サスペンスフルに切り替わる電話、手紙と一気に広がる壮大な海。バイクで走るルシアの目の前に明るく煌びやかな海が広がる。
走る彼女、走るロレンソ、その臨場感はカメラの揺れではなく顔が揺れてぼやけることで感じさせる。一気にセックスだらけの幸せな日々の映像になる。

ロレンソは作家であり、物語の中で、現実から妄想を膨らませたストーリーを書いている。それを映像化し、現実と交差してくるので、物語は複雑化していく。
さらには現実が物語を超える展開をみせ、時系列もいったりきたりし、同時にエレナのエピソードも重なり合うので、現実と物語の境界線がぼやけてくる。
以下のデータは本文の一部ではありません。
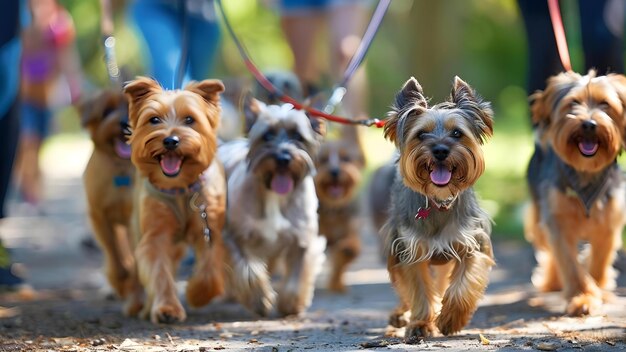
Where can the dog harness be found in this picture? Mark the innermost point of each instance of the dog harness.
(184, 202)
(598, 188)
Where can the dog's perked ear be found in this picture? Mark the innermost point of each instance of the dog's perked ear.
(251, 110)
(409, 98)
(209, 90)
(618, 81)
(544, 103)
(476, 108)
(137, 91)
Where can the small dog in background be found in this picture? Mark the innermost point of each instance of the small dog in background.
(108, 181)
(339, 167)
(437, 236)
(181, 193)
(272, 209)
(577, 187)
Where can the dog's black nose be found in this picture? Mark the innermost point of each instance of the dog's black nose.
(283, 159)
(171, 142)
(441, 152)
(589, 125)
(125, 126)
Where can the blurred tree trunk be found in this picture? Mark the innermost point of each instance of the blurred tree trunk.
(435, 45)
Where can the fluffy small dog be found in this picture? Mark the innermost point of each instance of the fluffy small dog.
(181, 193)
(339, 166)
(108, 181)
(577, 187)
(437, 237)
(272, 209)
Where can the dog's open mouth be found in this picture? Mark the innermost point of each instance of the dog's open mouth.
(282, 183)
(440, 175)
(171, 163)
(588, 146)
(335, 190)
(122, 149)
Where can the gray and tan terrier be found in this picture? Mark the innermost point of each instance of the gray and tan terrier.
(272, 209)
(340, 164)
(437, 237)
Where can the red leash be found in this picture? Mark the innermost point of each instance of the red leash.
(263, 81)
(559, 33)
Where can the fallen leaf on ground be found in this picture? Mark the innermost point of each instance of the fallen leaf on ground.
(483, 339)
(547, 346)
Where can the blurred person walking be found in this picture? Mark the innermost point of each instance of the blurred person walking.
(163, 25)
(344, 22)
(50, 77)
(9, 119)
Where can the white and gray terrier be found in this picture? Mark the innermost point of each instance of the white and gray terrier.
(272, 209)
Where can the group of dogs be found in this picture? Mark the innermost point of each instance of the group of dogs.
(261, 212)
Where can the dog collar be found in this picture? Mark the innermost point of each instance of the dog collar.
(597, 188)
(192, 188)
(441, 205)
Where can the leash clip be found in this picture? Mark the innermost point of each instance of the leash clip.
(203, 215)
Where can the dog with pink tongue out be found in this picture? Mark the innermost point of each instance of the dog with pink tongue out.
(272, 209)
(437, 237)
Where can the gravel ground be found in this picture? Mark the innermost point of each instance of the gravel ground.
(70, 310)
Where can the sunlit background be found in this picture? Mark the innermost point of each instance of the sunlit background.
(482, 41)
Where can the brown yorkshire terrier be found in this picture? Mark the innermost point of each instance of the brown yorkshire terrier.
(108, 182)
(180, 196)
(437, 237)
(272, 209)
(577, 188)
(339, 166)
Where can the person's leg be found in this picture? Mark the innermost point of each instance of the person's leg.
(301, 22)
(604, 50)
(159, 25)
(34, 121)
(543, 57)
(204, 36)
(9, 132)
(347, 24)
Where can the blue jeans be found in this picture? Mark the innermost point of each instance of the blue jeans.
(306, 7)
(160, 23)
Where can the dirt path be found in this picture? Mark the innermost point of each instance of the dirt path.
(73, 314)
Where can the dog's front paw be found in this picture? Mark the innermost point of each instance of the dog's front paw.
(133, 306)
(419, 329)
(289, 303)
(450, 322)
(167, 313)
(262, 304)
(583, 304)
(200, 291)
(399, 318)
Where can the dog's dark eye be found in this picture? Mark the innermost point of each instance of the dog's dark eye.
(604, 106)
(268, 136)
(107, 112)
(296, 136)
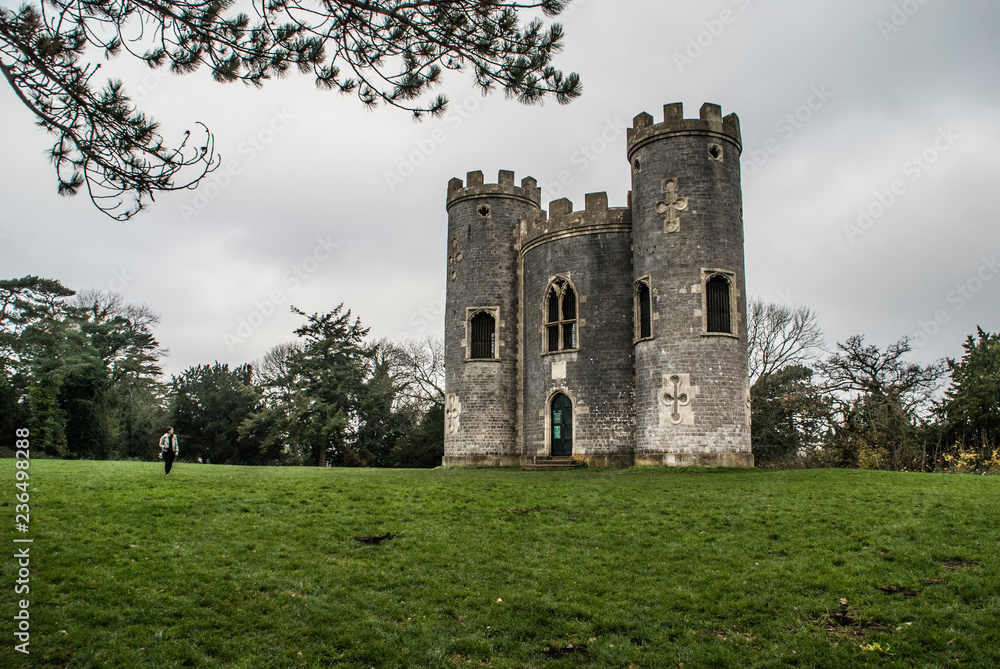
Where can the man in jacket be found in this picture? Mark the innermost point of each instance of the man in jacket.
(168, 449)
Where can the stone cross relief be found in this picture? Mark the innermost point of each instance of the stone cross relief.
(675, 400)
(670, 205)
(452, 410)
(454, 259)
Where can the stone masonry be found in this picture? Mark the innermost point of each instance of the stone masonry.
(633, 317)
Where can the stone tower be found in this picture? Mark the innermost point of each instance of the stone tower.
(608, 335)
(481, 328)
(692, 395)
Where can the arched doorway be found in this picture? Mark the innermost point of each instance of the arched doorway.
(561, 415)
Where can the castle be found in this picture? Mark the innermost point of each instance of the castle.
(612, 335)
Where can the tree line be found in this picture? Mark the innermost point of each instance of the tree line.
(82, 372)
(859, 405)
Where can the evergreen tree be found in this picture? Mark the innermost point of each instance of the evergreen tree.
(383, 51)
(972, 402)
(208, 404)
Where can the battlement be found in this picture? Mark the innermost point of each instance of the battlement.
(562, 221)
(710, 122)
(473, 187)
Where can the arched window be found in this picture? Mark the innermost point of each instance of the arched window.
(560, 317)
(717, 304)
(483, 336)
(643, 310)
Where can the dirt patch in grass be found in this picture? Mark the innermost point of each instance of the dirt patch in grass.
(557, 651)
(374, 541)
(845, 620)
(907, 593)
(530, 510)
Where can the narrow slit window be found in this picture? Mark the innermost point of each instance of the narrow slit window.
(484, 335)
(643, 311)
(560, 317)
(717, 304)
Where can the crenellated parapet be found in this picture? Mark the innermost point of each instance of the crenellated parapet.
(710, 123)
(561, 221)
(473, 187)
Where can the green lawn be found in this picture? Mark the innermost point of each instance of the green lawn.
(259, 567)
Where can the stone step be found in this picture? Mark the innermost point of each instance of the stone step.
(550, 463)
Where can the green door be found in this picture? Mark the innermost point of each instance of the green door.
(562, 425)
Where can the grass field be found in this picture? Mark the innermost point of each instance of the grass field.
(260, 567)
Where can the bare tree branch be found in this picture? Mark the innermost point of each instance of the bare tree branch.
(779, 336)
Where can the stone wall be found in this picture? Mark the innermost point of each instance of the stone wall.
(592, 250)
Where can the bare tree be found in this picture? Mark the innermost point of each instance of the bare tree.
(856, 370)
(417, 366)
(779, 336)
(877, 399)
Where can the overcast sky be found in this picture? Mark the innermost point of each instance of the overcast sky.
(871, 166)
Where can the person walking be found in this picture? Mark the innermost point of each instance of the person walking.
(168, 449)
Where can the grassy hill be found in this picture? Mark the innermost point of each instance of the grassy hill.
(291, 567)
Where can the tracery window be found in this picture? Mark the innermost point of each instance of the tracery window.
(643, 310)
(718, 304)
(482, 336)
(560, 317)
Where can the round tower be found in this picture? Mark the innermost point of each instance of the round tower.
(692, 395)
(481, 333)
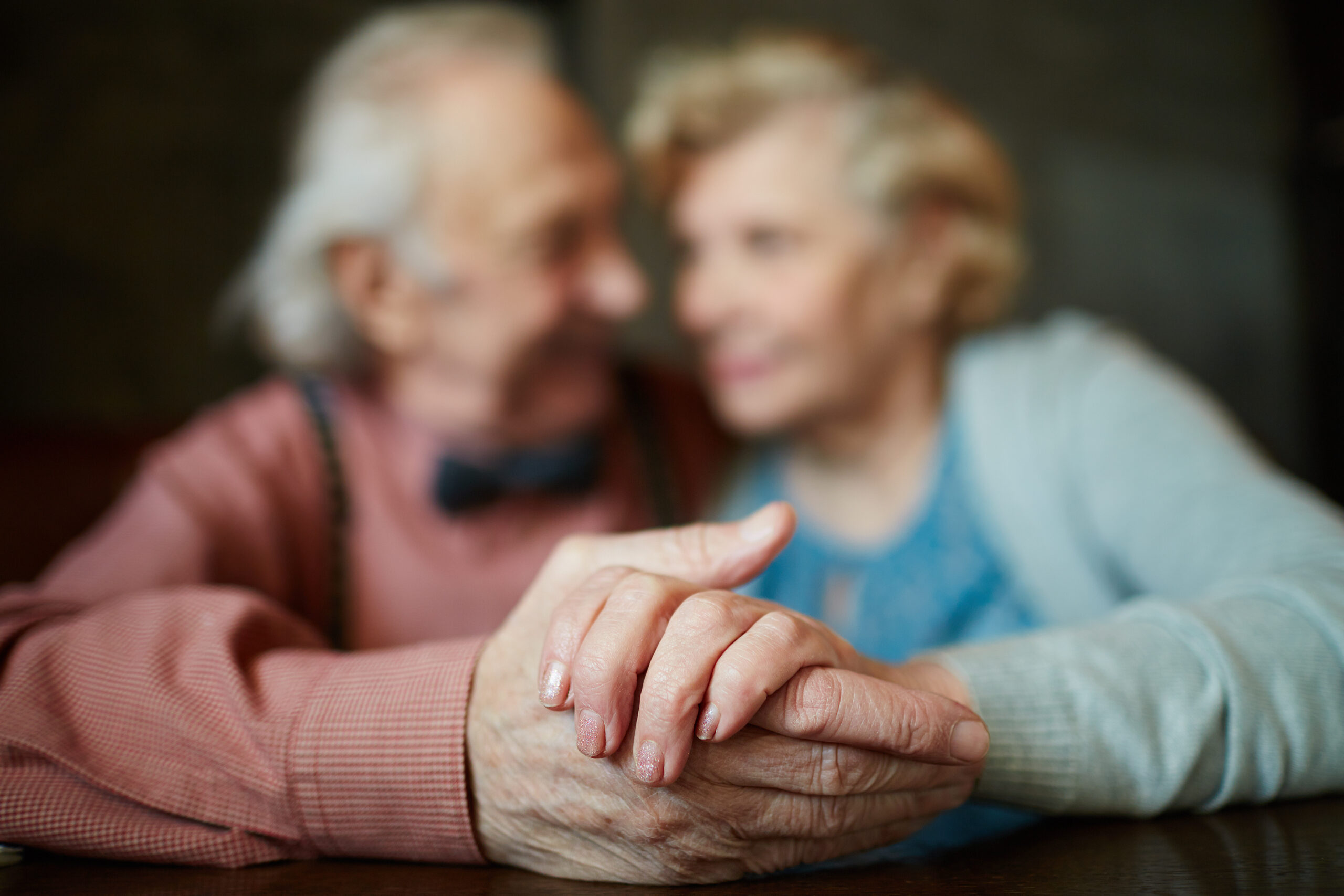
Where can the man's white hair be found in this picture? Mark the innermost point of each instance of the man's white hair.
(358, 168)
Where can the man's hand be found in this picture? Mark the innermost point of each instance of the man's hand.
(757, 803)
(707, 655)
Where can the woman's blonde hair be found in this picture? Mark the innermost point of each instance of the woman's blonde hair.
(906, 144)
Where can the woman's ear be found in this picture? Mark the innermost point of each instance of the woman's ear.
(932, 254)
(386, 305)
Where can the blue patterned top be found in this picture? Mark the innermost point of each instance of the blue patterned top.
(937, 582)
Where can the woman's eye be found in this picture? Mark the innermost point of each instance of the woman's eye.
(683, 251)
(765, 241)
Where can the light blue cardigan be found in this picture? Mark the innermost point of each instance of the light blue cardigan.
(1195, 593)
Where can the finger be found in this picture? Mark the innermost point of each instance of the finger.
(714, 555)
(844, 707)
(759, 664)
(570, 621)
(788, 853)
(616, 649)
(783, 815)
(678, 675)
(759, 758)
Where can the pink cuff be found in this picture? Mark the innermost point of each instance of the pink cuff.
(378, 760)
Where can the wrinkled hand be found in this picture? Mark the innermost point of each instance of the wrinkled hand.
(710, 656)
(757, 803)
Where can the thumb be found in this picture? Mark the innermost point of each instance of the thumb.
(838, 705)
(716, 555)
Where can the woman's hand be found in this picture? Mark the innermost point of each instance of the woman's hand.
(710, 659)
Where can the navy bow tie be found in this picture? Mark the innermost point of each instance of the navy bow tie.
(565, 468)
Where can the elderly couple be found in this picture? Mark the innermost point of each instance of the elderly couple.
(428, 488)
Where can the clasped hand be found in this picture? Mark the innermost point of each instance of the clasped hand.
(807, 749)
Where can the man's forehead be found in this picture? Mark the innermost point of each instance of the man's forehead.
(508, 145)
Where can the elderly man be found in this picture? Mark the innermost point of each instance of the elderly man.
(443, 277)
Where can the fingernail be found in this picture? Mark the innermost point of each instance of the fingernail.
(970, 742)
(592, 733)
(709, 723)
(649, 763)
(551, 681)
(759, 527)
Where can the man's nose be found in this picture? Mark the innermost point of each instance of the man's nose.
(612, 285)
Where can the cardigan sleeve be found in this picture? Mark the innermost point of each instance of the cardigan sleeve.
(1222, 680)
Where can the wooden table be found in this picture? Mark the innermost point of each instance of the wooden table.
(1289, 848)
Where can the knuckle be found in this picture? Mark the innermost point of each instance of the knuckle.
(592, 671)
(785, 626)
(854, 772)
(913, 730)
(812, 702)
(692, 544)
(706, 612)
(828, 816)
(574, 549)
(634, 590)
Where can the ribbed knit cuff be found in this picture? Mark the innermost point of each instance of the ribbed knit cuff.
(1034, 741)
(378, 760)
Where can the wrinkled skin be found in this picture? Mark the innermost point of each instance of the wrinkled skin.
(754, 804)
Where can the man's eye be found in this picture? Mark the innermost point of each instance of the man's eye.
(557, 244)
(685, 253)
(768, 241)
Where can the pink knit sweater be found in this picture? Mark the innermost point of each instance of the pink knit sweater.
(166, 693)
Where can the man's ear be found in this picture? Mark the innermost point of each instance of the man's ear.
(386, 305)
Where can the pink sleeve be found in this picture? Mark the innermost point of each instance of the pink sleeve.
(163, 699)
(207, 726)
(237, 498)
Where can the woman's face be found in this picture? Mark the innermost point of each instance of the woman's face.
(788, 287)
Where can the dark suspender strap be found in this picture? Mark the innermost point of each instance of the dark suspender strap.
(648, 437)
(318, 399)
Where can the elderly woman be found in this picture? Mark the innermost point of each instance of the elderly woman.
(844, 237)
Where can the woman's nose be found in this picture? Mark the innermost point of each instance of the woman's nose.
(704, 300)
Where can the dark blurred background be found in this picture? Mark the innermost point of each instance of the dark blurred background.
(1183, 164)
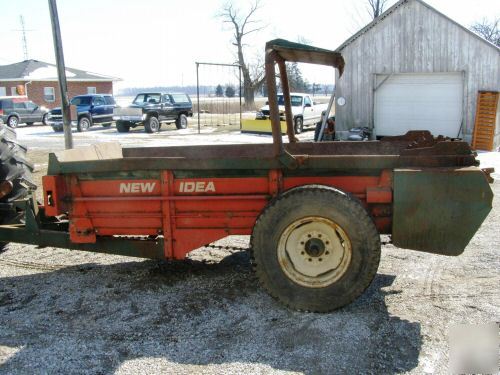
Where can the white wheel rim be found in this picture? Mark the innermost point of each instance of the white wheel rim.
(314, 252)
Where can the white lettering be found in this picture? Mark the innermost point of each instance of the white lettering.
(210, 187)
(189, 187)
(137, 187)
(198, 187)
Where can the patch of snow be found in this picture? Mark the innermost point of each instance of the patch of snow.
(490, 160)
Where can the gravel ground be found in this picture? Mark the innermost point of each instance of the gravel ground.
(67, 311)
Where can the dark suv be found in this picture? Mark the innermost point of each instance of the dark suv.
(92, 109)
(16, 110)
(151, 109)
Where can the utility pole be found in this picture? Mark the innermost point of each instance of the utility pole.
(25, 43)
(23, 31)
(61, 74)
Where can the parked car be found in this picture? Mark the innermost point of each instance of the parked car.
(151, 109)
(15, 110)
(91, 109)
(305, 111)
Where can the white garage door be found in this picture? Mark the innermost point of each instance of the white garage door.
(418, 102)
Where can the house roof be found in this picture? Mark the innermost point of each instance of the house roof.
(34, 70)
(392, 9)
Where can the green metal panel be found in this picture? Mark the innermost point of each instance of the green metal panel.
(439, 210)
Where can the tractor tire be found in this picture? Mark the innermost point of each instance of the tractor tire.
(315, 248)
(299, 125)
(181, 122)
(14, 168)
(152, 125)
(122, 127)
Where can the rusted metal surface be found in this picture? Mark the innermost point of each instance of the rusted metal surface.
(274, 116)
(290, 131)
(438, 210)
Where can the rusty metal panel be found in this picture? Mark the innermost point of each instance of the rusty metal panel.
(439, 210)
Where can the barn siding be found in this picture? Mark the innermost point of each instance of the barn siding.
(414, 39)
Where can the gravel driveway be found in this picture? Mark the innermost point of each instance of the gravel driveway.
(67, 311)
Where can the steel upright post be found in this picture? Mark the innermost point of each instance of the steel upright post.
(61, 73)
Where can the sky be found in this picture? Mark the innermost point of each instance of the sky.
(157, 42)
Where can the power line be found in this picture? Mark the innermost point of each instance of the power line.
(23, 31)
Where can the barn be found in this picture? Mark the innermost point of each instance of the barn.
(414, 68)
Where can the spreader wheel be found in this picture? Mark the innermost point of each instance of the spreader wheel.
(315, 248)
(15, 176)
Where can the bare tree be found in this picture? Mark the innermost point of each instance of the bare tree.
(376, 7)
(489, 30)
(242, 25)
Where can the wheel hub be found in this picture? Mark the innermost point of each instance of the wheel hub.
(314, 252)
(314, 247)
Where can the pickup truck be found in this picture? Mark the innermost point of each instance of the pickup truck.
(305, 111)
(91, 109)
(151, 109)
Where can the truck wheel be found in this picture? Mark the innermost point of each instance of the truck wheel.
(122, 127)
(13, 121)
(181, 122)
(299, 125)
(84, 124)
(14, 168)
(152, 125)
(315, 248)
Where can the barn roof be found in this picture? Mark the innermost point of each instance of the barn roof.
(297, 52)
(392, 9)
(34, 70)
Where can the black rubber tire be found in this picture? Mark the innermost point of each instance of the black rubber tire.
(84, 124)
(16, 168)
(329, 203)
(152, 125)
(122, 127)
(181, 122)
(299, 125)
(13, 122)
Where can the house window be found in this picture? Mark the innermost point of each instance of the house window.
(49, 94)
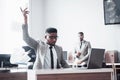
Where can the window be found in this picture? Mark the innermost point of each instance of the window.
(11, 20)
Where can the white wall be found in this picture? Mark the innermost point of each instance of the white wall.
(72, 16)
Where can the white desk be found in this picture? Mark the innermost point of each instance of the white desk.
(114, 68)
(71, 74)
(13, 74)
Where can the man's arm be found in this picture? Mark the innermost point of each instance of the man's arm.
(30, 41)
(87, 55)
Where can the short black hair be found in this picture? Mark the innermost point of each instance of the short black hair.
(51, 30)
(81, 33)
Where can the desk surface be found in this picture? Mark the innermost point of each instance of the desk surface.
(70, 70)
(71, 74)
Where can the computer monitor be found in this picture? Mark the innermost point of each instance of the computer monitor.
(96, 58)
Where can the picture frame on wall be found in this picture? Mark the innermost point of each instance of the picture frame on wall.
(111, 12)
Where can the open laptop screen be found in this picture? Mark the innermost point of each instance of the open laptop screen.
(96, 58)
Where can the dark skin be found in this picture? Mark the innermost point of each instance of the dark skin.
(51, 38)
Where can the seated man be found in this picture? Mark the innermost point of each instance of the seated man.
(82, 50)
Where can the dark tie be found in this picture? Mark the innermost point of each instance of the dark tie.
(81, 45)
(52, 60)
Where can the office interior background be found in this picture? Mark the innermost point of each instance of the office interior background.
(68, 16)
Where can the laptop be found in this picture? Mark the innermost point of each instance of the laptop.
(96, 58)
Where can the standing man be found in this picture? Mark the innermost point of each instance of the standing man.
(48, 54)
(82, 50)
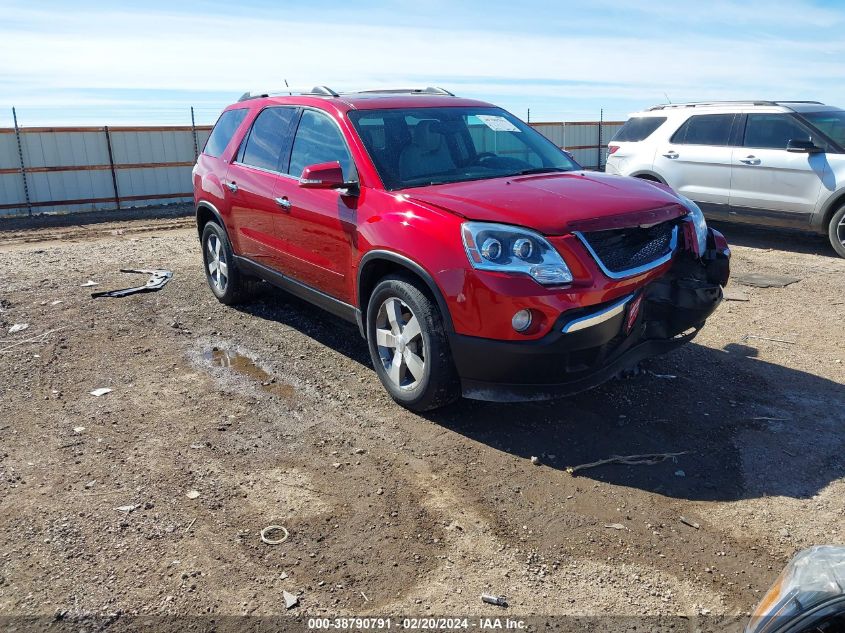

性全開ではあるが、トーンは開放的でありながら、サスペンスフルで、海の透ける透明感の色彩バランスが時間により顔を変え、みずみずしい愛の物語を縁取っている。

徐々にエレナやカルロスの関係は明かされていく。しかし本作は「穴に落ちれば、物語の途中に戻れ、そこから自分の好きな方向に変えれて、また始められる。」というテーマの上成り立っている。物語の糸が繋がったところで、また戻り、やり直していくのだ。複雑化されたパラレルワールドを堪能しながら、物語の迷子になるのが心地よい。迷えば巻き戻してまた始めればよい。また別の解釈が生まれ、何倍も物語を楽しめるのだ。

ロレンソの小説の編集者演じるハビエル・カマラは少ない出番ながらも、やはり独特の同性愛臭がただよってるのがいい。彼のファンの私としてはそんな彼をみるだけで、充分に満足できる作品である。